There are so many things I could tell about the hilarious year that made me realize just what H. L. Mencken meant when he descried newspapering as “the life of kings.” I got to speak to movers and shakers in the city. I bumbled my way through an interview with former Mayor Frank Rizzo, suggesting that he was through. (He’d run again for mayor at least once; and remained a force in the city to the last.) Rizzo was gracious; the mayor at the time, Wilson Goode, was intimidating. I interviewed the late Senator John Heinz before a town meeting, asking if people got upset or angry in such venues. Heinz laughed, and said: “You’ll see!” Answer, yes. I loved talking to the people of Northeast Philadelphia. Notice I didn’t say “ordinary” people. Nobody’s ordinary, Marilyn taught. Everybody’s got a story.
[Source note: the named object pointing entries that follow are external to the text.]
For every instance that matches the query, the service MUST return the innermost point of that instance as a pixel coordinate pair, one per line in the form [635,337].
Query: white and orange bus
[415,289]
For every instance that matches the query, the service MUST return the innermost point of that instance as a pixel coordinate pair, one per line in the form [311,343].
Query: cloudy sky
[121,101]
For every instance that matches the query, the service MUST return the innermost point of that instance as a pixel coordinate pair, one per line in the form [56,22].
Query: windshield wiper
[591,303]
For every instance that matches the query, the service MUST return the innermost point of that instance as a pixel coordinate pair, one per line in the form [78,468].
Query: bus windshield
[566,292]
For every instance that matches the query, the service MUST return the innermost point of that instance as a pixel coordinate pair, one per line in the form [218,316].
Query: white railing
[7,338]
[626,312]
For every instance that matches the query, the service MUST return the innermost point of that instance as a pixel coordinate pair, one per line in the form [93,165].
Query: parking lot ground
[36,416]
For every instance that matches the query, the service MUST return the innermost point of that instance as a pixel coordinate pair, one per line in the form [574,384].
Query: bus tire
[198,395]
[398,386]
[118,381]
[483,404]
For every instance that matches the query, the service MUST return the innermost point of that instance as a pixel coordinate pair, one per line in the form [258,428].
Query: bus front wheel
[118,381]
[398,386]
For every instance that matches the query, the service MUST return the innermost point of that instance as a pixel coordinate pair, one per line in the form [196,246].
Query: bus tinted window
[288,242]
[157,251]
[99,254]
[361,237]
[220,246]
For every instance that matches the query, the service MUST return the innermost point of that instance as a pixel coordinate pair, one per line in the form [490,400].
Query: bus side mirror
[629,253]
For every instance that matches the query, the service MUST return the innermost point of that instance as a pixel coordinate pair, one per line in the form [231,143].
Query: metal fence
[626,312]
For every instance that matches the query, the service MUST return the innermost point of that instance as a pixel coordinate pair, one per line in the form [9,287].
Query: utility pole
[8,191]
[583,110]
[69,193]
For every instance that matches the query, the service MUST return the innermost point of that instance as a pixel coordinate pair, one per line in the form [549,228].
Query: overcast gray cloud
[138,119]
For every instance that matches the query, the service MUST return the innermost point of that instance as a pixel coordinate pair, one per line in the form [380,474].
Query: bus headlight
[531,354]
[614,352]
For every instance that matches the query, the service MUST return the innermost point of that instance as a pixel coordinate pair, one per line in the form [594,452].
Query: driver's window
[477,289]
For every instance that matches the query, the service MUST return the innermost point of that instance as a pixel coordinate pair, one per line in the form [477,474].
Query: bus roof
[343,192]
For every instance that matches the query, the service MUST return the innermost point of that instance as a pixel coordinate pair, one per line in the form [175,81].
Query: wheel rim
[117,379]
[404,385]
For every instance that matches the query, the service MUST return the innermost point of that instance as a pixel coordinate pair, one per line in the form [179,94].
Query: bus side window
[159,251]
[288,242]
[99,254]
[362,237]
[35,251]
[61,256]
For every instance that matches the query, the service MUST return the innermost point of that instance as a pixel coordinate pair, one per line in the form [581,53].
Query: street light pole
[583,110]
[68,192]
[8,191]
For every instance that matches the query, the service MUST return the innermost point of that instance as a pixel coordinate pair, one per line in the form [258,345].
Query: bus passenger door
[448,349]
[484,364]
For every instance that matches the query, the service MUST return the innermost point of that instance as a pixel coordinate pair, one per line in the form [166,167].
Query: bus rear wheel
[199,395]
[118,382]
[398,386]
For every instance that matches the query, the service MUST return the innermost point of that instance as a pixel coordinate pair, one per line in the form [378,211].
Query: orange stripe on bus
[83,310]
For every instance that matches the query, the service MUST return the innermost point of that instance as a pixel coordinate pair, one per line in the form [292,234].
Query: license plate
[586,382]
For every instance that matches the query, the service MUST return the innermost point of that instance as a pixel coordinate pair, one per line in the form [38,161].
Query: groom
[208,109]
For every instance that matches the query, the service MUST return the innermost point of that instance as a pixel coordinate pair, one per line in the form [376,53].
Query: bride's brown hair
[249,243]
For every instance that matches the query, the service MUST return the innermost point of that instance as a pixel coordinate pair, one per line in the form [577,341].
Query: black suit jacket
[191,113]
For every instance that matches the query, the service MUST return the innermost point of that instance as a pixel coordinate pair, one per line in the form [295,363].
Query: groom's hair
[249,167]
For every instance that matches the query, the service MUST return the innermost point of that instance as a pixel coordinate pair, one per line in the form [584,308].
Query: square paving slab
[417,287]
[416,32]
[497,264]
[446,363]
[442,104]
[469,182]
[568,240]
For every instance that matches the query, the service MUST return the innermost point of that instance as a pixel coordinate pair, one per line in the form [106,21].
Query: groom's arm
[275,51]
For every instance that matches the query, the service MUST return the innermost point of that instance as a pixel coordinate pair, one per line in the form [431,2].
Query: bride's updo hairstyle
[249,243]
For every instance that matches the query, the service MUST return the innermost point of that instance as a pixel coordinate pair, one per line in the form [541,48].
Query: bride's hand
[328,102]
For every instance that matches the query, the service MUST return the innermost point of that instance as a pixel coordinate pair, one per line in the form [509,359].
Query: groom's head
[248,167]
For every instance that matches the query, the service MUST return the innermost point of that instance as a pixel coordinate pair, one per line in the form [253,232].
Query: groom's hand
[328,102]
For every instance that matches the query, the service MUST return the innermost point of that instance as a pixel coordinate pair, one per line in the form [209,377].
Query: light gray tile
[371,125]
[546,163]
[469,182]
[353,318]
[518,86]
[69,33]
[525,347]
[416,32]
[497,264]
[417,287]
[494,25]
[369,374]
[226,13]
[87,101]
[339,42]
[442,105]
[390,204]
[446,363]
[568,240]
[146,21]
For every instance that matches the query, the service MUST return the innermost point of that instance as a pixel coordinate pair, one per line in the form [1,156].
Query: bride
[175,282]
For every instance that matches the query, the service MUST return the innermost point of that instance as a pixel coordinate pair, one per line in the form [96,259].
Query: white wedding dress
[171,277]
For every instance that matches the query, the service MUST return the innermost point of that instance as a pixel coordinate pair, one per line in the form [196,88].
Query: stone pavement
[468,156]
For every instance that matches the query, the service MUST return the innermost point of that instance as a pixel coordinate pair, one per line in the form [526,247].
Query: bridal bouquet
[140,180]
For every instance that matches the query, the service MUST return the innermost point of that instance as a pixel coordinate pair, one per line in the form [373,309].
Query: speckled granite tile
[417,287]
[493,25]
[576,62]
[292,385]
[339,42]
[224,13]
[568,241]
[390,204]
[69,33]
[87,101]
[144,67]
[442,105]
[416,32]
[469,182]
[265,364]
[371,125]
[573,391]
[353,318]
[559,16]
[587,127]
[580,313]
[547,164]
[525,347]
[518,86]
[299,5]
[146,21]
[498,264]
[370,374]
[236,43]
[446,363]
I want to thank the Northeast Times on its 75th anniversary for giving me a real shot at happiness. When you think about it, that’s a strange turn of phrase for anyone living in one of the modern industrial democracies to use. It’s like a fish being thankful for being given a real shot at wetness. Talk about life of kings. We have three meals a day (at least) and live better than 99 percent of humanity that ever existed. Still, look around. Do you see a lot of bliss?
A New Yorker magazine article a few years ago explored just what makes us happy and quoted Jonathan Haidt, a professor of psychology at the University of Virginia as defining it as “the state of total immersion in a task that is challenging yet closely matched to one’s abilities.”
I routinely enter this zone when I write, which is not to say whether what comes out of this dream-state is any good. That’s for Marilyns, er, editors, to judge. It just feels good trying. Still, the secret of happiness is probably more complex than that. The New Yorker mentioned that “a bit of voluntary work” should figure into the equation.
Also, it probably wouldn’t hurt to get at least one stinking journalism award.